Selective Targeting of the p53-hDM2 Interaction Using Hydrocarbon-Stapled p53 Peptides.

p53 is a transcription factor that induces cell cycle arrest and apoptosis in response to DNA damage and cellular stress, and thereby plays a critical role in protecting cells from malignant transformation. The E3 ubiquitin ligase hDM2 controls p53 levels through a direct binding interaction that neutralizes p53 transactivation activity, exports nuclear p53, and targets it for degradation via the ubiquitination-proteasomal pathway. Loss of p53 activity, either by deletion, mutation, or hDM2 overexpression, is the most common defect in human cancer. Tumors with preserved expression of wild type p53 are rendered vulnerable to pharmacologic approaches that stabilize and upregulate p53. In this context, hDM2 inhibition has emerged as a validated approach to restore p53 activity and resensitize cancer cells to apoptosis in vitro and in vivo. The inhibition of the p53-hDM2 interaction has been studied intensively with the goal of developing novel therapeutics for cancer. Here we describe the synthesis and evaluation of hydrocarbon-stapled α-helical peptides based on the transactivation domain of the p53 tumor suppressor protein. Select p53 stapled peptides exhibit subnanomolar binding to hDM2, displaying the highest affinity hDM2 binders reported to date. We find that these structurally-stabilized peptides are resistant to proteolysis and exhibit cell permeability as documented by flow cytometry and confocal microscopy analyses. In vivo binding of p53 stapled peptides to nuclear hDM2 is highly specific as demonstrated by co-immunoprecipitation experiments.
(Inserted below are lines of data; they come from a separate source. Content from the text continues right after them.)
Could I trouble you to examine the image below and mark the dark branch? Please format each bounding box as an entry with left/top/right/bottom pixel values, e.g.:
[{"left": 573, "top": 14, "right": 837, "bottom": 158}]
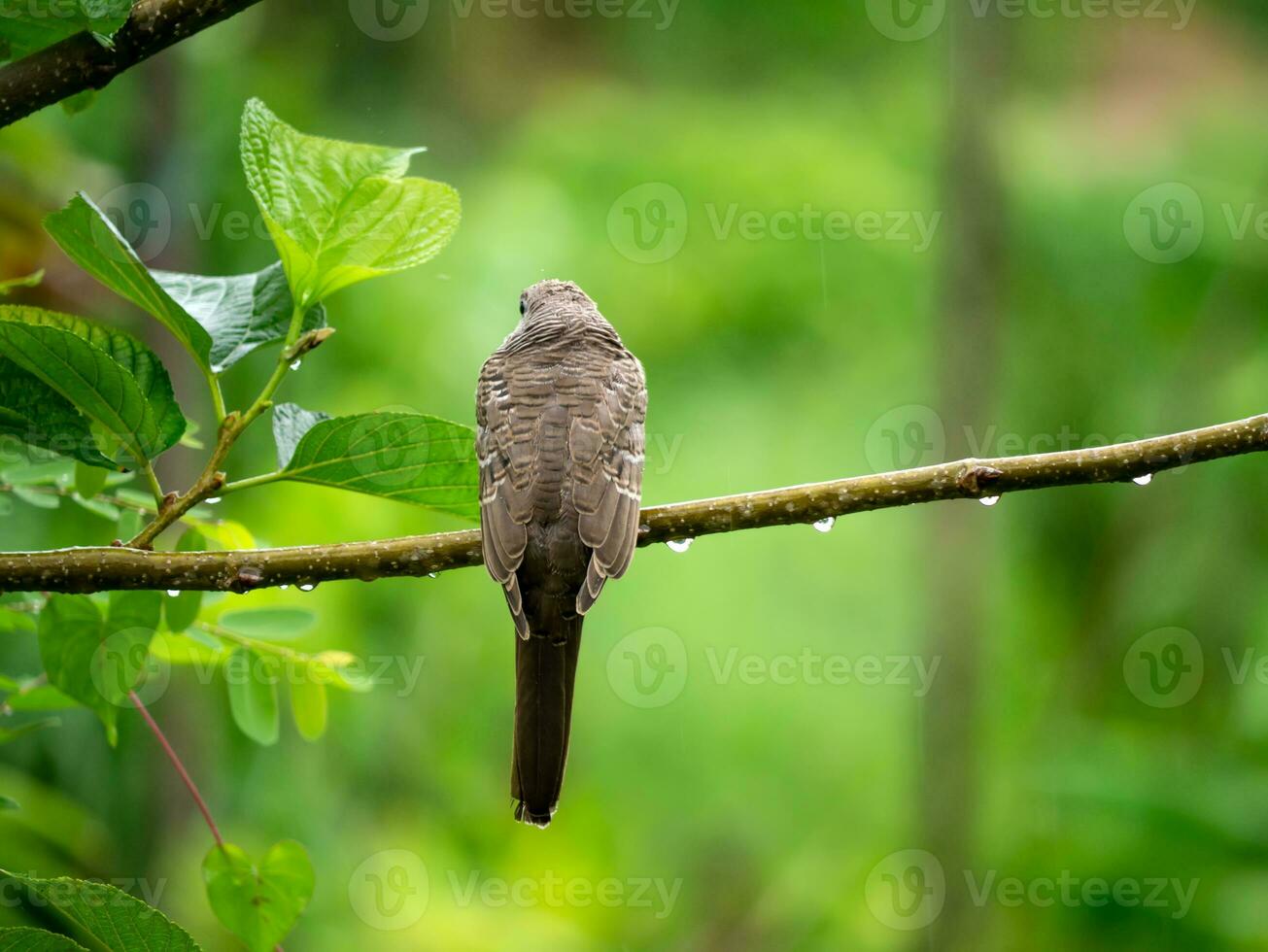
[
  {"left": 0, "top": 413, "right": 1268, "bottom": 592},
  {"left": 0, "top": 0, "right": 258, "bottom": 126}
]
In response to stapled peptide treatment, we observe upregulation of p53 and its transcriptional targets, including p21 and Bax. As a consequence, the peptides are capable of activating apoptosis in hDM2-overexpressing tumor cells through the p53 tumor suppressor signaling pathway. Thus, we find that hydrocarbon-stapled p53 peptides can trigger apoptosis in cancer cells by effectively modulating the p53-hDM2 protein interaction.